My Python script is nearly there, so here it is:
def prettyList(human_time):
if len(human_time) > 1:
return ' '.join([', '.join(human_time[:-1]), "and", human_time[-1]])
elif len(human_time) == 1:
return human_time[0]
else:
return ""
def format_duration(seconds, granularity = 5):
intervals = (('years', 29030400), ('months', 2419200), ('weeks', 604800),('days', 86400),('hours', 3600), ('minutes', 60), ('seconds', 1))
human_time = []
for name, count in intervals:
value = seconds // count
if value:
seconds -= value * count
if value == 1:
name = name.rstrip('s')
human_time.append("{} {}".format(value, name))
if not human_time:
return "now"
human_time = human_time[:granularity]
return prettyList(human_time)
The code should take an input of seconds, which then reads with proper grammar a list of durations (years, months, weeks, days, hours, minutes, seconds).

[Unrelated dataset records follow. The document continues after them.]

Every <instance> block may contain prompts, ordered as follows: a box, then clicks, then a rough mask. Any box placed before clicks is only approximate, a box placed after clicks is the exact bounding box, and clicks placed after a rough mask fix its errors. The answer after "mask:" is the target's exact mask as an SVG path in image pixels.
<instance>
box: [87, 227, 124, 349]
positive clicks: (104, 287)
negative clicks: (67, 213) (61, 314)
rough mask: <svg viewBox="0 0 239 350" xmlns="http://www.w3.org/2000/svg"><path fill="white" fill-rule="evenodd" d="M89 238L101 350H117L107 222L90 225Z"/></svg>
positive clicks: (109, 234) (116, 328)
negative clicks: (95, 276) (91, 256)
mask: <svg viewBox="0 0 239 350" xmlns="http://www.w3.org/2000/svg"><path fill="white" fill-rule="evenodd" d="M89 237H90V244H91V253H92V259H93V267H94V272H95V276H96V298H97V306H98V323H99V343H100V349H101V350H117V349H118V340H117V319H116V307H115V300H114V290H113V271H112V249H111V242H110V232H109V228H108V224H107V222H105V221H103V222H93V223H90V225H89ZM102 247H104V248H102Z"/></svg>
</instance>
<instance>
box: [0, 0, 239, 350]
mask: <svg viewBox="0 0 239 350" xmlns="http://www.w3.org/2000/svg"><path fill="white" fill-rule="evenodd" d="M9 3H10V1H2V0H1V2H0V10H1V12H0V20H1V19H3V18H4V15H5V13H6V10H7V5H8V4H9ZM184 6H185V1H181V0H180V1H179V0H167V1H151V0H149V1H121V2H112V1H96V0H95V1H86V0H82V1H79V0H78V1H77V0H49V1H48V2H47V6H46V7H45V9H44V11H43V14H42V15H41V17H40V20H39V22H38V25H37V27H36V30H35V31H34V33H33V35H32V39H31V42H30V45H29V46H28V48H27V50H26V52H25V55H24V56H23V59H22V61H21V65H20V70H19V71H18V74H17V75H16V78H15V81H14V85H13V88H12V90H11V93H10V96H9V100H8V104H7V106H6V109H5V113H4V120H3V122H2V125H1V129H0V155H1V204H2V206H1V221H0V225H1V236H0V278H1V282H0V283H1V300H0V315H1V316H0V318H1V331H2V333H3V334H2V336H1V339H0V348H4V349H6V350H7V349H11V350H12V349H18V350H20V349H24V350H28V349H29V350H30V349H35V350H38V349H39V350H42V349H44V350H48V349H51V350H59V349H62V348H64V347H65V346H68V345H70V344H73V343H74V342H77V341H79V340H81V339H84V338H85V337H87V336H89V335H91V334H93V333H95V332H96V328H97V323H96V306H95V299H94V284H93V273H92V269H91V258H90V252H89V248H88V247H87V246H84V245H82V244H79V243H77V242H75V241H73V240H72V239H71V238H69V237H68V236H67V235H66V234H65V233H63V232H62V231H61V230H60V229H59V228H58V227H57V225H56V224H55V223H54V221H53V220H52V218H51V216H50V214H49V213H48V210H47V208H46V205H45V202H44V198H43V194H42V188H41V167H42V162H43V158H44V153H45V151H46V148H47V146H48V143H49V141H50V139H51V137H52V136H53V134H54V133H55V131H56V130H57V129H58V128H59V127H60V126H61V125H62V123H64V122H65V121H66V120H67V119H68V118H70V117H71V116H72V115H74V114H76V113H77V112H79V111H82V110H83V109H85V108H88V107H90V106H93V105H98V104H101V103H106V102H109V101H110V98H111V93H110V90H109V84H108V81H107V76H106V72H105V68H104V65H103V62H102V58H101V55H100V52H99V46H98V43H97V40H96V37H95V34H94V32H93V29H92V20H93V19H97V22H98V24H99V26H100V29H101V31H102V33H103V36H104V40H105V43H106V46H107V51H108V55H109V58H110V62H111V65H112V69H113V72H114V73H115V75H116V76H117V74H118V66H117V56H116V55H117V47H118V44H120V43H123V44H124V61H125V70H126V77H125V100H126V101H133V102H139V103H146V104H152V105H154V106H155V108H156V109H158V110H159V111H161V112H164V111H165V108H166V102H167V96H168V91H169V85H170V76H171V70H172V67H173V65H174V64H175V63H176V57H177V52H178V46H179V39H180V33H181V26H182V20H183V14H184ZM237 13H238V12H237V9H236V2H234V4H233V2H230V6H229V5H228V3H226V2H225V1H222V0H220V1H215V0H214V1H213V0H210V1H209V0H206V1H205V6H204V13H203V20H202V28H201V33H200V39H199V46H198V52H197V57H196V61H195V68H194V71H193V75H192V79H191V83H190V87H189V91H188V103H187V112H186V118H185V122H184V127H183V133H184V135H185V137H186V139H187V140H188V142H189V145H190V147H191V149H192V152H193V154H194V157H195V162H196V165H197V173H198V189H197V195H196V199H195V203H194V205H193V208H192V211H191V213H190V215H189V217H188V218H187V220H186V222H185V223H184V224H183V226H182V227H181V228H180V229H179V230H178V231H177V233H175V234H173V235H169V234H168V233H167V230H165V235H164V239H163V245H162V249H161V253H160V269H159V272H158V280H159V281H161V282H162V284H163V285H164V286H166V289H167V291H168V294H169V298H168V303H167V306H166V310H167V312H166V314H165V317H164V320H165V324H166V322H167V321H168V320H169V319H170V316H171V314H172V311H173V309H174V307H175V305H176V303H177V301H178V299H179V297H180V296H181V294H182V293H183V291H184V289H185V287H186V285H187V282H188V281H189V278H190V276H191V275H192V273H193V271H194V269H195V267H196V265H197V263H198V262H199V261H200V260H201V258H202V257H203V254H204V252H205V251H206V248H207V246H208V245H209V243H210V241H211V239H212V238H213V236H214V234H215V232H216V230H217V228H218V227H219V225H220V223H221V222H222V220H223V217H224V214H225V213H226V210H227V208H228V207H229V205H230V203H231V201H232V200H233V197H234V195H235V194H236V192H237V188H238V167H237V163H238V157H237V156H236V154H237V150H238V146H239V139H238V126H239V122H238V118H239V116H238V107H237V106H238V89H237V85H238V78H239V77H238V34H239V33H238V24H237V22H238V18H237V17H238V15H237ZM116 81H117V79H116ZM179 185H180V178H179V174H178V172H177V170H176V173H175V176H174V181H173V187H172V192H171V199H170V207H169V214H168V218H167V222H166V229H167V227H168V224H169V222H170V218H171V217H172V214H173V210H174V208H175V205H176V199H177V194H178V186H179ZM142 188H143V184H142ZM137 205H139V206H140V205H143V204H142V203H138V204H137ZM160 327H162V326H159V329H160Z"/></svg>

My tests are passing but for one of the larger tests, it's reading the following:
'6 months, 2 weeks, 1 hour, 44 minutes and 40 seconds' should equal '182 days, 1 hour, 44 minutes and 40 seconds'
Essentially it's requiring that I translate what's now 6 months and 2 weeks into 182 days. Please advise!
What I have tried:
I've attempted to translate seconds as durations, then join in accordance with the proper commas and "and"s to make the output statement grammatically sound. My grammar is on point, it's the durations which are givin me trouble now!